Clean-cut white family man Nick “Steve” Hoult pulls jury duty (in Savannah GA, so not quite a rural juror). He hears the story of Problematic James (Super 8 kid Gabe Basso) murdering his girlfriend (the director’s own daughter), and suddenly Hoult realizes that maybe he hit the girl with his own car when he was out not-drinking after an emotional day. Out of guilt he tries to 12-angry-men the jury into acquitting, then after consulting his lawyer friend Kiefer, he tells his pregnant wife that he will Protect Our Family and tries to 12-angry-men the jury into convicting.
Stressed-out Hoult:
DA Toni Collette is running for office and wants this to be an open-and-shut case, but ex-cop juror J.K. “J/K” Simmons thinks she hasn’t investigated well enough and starts sniffing around until he’s kicked off the jury and replaced with an alternate.
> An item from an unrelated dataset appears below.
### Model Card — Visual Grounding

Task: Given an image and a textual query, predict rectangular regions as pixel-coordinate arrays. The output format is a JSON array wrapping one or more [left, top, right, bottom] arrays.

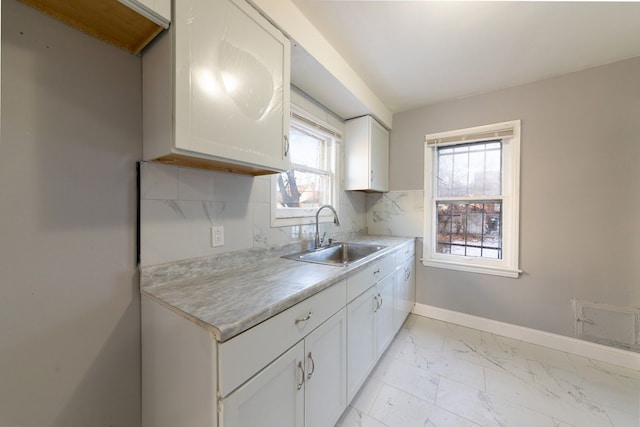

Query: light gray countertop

The throughline is professionals getting into lazy ruts and missing details that don’t fit the easiest story. Toni’s redemption arc is to be dissatisfied with victory and putting in the extra work to track down Hoult. Not a showy film, letting the script and actors carry the drama, though crosscutting between the defense and prosecution during the opening arguments was cool. The defense lawyer was in the Devilevator, other jurors whose names I caught include a boys club guy from Bojack, the purple lady from Logan Lucky, Leslie Bibb of Midnight Meat Train, and a stoned kid from the recent Halloween remakes.